Project 3: Demand Paging

Fall 2024

Due: Friday, December 6 at 11:59pm (No time for extensions or late submissions)

The last project! In project 2, each process had a page table that was initialized with physical pages and their contents when the process was created. In project 3, you will implement a more sophisticated memory management system where physical pages are allocated on demand and pages that cannot fit in physical memory will be stored on disk.

Background

You will implement and debug virtual memory in two main steps. First, you will implement demand paging using page faults to dynamically initialize process virtual pages on demand, rather than initializing page frames for each process in advance at exec time as you did in project 2. Next, you will implement page replacement, enabling your kernel to evict a virtual page from memory to free up a physical page frame to satisfy a page fault. Demand paging and page replacement together allow your kernel to "overbook" memory by executing more processes than would fit in machine memory at any one time, using page faults to multiplex the available physical page frames among the larger number of process virtual pages. When implemented correctly, virtual memory is undetectable to user programs unless they monitor their own performance.

You project will implement the following functionality:

  1. Demand Paging. Pages will be in physical memory only as needed. When no physical pages are free, it is necessary to free pages, possibly evicting pages to swap.
  2. Lazy Loading. To fulfill the spirit of demand paging, processes should load no pages when started, and depend on demand paging to provide even the first instruction they execute. When you are done, loadSections will not allocate even a single page.
  3. Page Pinning. At times it will be necessary to "pin" a page in memory, making it temporarily impossible to evict.

The changes you make to Nachos will be in these two files in the vm directory:

These classes inherit from UserKernel and UserProcess. While the VM versions of these classes will be able to depend upon functionality in the base classes, the focus in this project will be on demand-paged virtual memory. As a result, you will be implementing new versions of key methods in VMProcess such as loadSections, readVirtualMemory, and writeVirtualMemory.

You will compile and run the project in the proj3 directory. Unlike the first two projects, you will not need to learn any new Nachos modules and will continue to use functionality that you became familiar with in project 2. Before starting your implementation, also see the Tips section below.

Design Aspects

Central to this project are the following design aspects:

  1. TranslationEntry bits. You will extend your kernel's handling of the page tables to use three special bits in each TranslationEntry (TE):

  2. Swap File. To manage swapped out pages on disk, use the StubFileSystem (via ThreadedKernel.fileSystem) as in project 2. There are many design choices, but we suggest using a single, global swap file across all processes. This file should last the lifetime of your kernel. Be sure to choose a reasonably unique file name that will not conflict with other files in the test directory. When designing the swap file, keep in mind that the units of swap are pages. Thus you should be efficient with disk space using the same techniques applied in virtual memory: any gaps in your swap space due to processes terminating should be used by future processes. As with physical memory in project 2, a global free list works well. You can assume that the swap file can grow arbitrarily, and that there should not be any read/write errors. Assert if there are.

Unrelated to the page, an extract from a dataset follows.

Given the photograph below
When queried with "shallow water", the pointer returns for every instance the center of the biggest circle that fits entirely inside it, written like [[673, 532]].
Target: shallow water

  3. Global Memory Accounting. In addition to tracking free pages (which may be managed as in project 2), there are now two additional pieces of memory information relevant to all processes: which processes own which pages (part 2), and which pages are pinned (part 4). The former is necessary to manage eviction of pages, and the latter is necessary when optimizing page fault handling to use the virtual memory subsystem in a more fine-grained manner. There are also multiple approaches to solving this problem, but we suggest using a global inverted page table (see the tips below).

Tasks

Most of the effort for this project is in parts 1 and 2. Parts 3 and 4 are very specific optimizations to improve the performance of paging.

1. (30%) Implement demand paging. In this first part, you will continue to preallocate a physical page frame for each virtual page of each newly created process at exec time, just as in project 2. And as before, for now continue to return an error from the exec system call if there are not enough free page frames to hold the process' new address space. The only special bit in TranslationEntries that you need to use for this part is the valid bit. You will not yet need to implement the swap file, page replacement, an inverted page table, etc. Instead, you just need to make the following changes:

  1. In VMProcess.loadSections, initialize all of the TranslationEntries as invalid. This will cause the machine to trigger a page fault exception when the process accesses a page. Also do not initialize the page by, e.g., loading from the COFF file. Instead, you will do this on demand when the process causes a page fault. As a result, loadSections will continue to allocate physical page frames in the page table for each virtual page, but delay loading the frames with content until they are actually referenced by the process. Note that handling a page fault does not have a return value.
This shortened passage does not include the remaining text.